The first book I ever loved, like walked around with it and never let it go, was probably Stephen King’s It. First, I’ll admit part of the lure was being able to show off that I was reading a book that massive. 1,000 pages or so. Even as a paperback that’s a beast. I slapped it down where ever I could just so people could feel the tremor.
But really the reason I loved the book is because children died in it. Right from the opening scene. I know this sounds morbid. I guess that’s because it is morbid. But I found the varieties of threat, and murder, done to children extremely appealing. When I was young I thought it was just the surprise of finding such things written down in a novel. But as an adult I now think there was also something so gratifying about having a book acknowledge, admit, revel in the feeling of childhood. That you are under constant threat, that you have very little power, that there are forces in the world that simply will do you harm. Adults don’t like to think about this, but kids can’t ever forget such things are true. It didn’t lie to me.
Name a classic you feel guilty about never having read?
I’m pretty woeful in my Dickens. I’ve never read many of his most famous books, Bleak House, David Copperfield, Great Expectations and more. I’m most embarrassed about this because of my answer above. I clearly enjoy big books, but I never did the deep dive on Charlie.

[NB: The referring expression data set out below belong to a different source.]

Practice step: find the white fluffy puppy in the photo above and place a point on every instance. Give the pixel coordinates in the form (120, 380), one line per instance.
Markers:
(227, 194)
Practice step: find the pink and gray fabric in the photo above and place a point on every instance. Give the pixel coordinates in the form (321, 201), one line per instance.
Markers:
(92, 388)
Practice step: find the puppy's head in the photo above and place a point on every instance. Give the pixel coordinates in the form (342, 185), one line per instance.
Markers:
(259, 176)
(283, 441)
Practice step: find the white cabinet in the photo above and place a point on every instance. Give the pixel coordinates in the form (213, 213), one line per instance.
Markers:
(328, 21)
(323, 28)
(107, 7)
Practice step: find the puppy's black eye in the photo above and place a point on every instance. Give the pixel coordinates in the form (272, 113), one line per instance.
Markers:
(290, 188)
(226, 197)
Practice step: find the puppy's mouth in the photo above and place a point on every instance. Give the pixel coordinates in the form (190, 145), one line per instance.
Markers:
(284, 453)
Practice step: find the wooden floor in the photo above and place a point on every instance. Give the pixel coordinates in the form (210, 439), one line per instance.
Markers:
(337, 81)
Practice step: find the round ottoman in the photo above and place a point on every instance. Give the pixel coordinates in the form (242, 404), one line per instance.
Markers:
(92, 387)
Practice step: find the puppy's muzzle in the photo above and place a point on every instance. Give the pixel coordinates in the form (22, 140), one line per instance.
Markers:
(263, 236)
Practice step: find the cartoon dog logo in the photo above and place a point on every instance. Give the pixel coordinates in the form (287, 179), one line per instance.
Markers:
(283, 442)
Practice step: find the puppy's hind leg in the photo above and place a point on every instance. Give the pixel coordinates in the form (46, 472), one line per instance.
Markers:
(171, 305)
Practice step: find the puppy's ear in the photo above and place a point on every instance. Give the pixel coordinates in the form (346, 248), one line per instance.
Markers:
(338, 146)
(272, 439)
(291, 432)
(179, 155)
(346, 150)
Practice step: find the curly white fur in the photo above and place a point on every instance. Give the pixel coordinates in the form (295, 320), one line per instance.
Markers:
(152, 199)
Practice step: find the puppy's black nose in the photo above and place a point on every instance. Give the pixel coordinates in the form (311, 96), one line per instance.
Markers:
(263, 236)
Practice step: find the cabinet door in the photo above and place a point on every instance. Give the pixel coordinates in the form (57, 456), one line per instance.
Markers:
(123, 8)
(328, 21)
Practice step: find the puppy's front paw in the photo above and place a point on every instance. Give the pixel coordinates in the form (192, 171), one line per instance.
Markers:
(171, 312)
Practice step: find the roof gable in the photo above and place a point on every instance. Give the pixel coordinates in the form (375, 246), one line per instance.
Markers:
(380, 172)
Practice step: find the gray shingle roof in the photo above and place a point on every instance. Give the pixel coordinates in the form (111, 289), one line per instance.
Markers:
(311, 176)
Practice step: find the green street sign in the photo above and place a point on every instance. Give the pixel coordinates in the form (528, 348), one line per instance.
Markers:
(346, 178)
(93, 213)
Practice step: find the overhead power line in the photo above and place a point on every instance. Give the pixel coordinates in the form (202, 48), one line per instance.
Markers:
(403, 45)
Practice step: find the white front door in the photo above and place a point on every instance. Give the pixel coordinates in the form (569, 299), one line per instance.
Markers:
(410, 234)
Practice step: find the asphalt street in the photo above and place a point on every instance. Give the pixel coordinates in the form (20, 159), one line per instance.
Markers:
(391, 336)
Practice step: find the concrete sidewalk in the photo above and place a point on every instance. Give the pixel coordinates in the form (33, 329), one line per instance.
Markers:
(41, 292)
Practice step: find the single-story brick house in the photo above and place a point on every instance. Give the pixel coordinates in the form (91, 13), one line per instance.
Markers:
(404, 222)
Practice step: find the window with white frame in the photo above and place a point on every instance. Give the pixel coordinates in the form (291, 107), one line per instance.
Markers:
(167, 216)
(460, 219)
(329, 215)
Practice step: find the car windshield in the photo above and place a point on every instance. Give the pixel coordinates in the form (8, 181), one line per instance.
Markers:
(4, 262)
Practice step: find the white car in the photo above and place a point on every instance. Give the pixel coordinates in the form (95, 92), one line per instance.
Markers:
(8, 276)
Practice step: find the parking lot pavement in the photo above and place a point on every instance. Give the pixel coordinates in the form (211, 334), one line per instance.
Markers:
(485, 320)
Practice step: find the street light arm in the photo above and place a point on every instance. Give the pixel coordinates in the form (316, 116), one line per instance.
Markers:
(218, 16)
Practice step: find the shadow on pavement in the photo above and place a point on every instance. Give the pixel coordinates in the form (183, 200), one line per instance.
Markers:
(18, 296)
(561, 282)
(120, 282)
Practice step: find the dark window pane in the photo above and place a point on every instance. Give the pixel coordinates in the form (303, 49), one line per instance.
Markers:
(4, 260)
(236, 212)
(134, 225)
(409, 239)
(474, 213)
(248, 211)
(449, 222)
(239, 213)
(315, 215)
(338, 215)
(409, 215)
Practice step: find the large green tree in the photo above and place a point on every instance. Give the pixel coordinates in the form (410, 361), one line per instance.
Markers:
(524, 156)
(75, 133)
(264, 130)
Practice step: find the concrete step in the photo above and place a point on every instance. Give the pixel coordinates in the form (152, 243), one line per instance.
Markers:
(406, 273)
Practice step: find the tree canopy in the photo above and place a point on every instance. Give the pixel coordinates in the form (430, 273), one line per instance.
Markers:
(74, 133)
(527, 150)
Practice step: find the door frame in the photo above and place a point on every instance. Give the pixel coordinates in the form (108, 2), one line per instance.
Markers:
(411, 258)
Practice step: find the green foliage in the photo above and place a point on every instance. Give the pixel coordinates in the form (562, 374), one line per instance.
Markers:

What’s the book you reread the most?
I’ve probably reread The Haunting of Hill House by Shirley Jackson more than any other book. It’s not her greatest, that would be We Have Always Lived at the Castle, but I got to it when I was a teenager and so it entered my bloodstream early. I read it three or four times in high school alone.
There are lots of reasons why I love it, Jackson is an underrated literary stylist, and I love the way she loathes human beings. It’s cruel, but it’s almost always funny, too. Misanthropy always goes down better with a sense of humor. But maybe the reason I most love that book is for the house itself. Jackson does a wondrous job of animating Hill House without ever really answering the question of whether its truly haunted or merely haunted by the imagination of a lonely young woman.
Is there a book you wish you had written?
I wish I’d written Wide Sargasso Sea by Jean Rhys. It reads like a culmination of that already accomplished writer’s career and life. You can see her previous novels—their obsessions—through the novel, but there’s something about Rhys going toe-to-toe with Charlotte Bronte that elevates, or concentrates, her fierceness and power into something unlike anything she’d written previously. It’s such an ugly book in many ways and yet, line by line, it’s about as beautiful a novel as I’ve ever read. That’s damn hard to do.
What’s the new book you’re most looking forward to?
I am excitedly looking forward to the upcoming novel by Tayari Jones, An American Marriage. It doesn’t come out until early 2018, but from all I’ve heard about it the book is going to be a revelation.
LaValle’s new novel, The Changeling, is out now.